There is a natural tendency on the part of reviewing courts, properly employing the benefit of hindsight, to be heavily influenced by the severity of outright dismissal as a sanction for failure to comply with a discovery order. It is quite reasonable to conclude that a party who has been subjected to such an order will feel duly chastened, so that even though he succeeds in having the order reversed on appeal he will nonetheless comply promptly with future discovery orders of the district court.
But here, as in other areas of the law, the most severe in the spectrum of sanctions provided by statute or rule must be available to the district court in appropriate cases, not merely to penalize those whose conduct may be deemed to warrant such a sanction, but to deter those who might be tempted to such conduct in the absence of such a deterrent. If the decision of the Court of Appeals remained undisturbed in this case, it might well be that these respondents would faithfully comply with all future discovery orders entered by the District Court in this case. But other parties to other law suits would feel freer than we think Rule 37 contemplates they should feel to flout other discovery orders of other district courts.
It is important to note that Rule 37, as it then was and still is, provided that "If a party . . . fails to obey an order . . . or permit discovery . . . the Court in which the action is pending may make such orders in regard to the failure as are just . . . ." and the issue was the propriety of the discretion exercised by the Court.
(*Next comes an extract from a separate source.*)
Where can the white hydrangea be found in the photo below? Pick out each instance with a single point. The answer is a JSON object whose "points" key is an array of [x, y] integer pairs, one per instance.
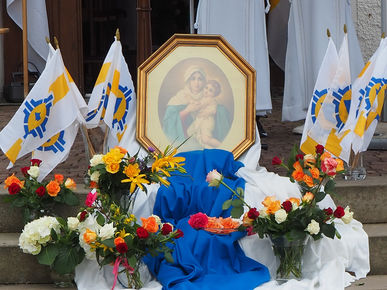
{"points": [[348, 216], [33, 171], [280, 215], [95, 176], [96, 159], [37, 233], [72, 223], [313, 227], [107, 231]]}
The Rule applicable here leaves no room for discretion. It is explicit in its injunction that the schedule shall not be modified except as provided. Instructive in this regard too, is Noonan v. Cunard Steamship Co. Ltd., 375 F.2d 69, 70 (2d Cir. 1967)(Friendly, J.), although distinguishable insofar as it addresses a discretionary authority.
For all of the foregoing reasons, the recommendation of Magistrate Judge Mann is adopted and the objection to it is denied as is the cross-motion for sanctions.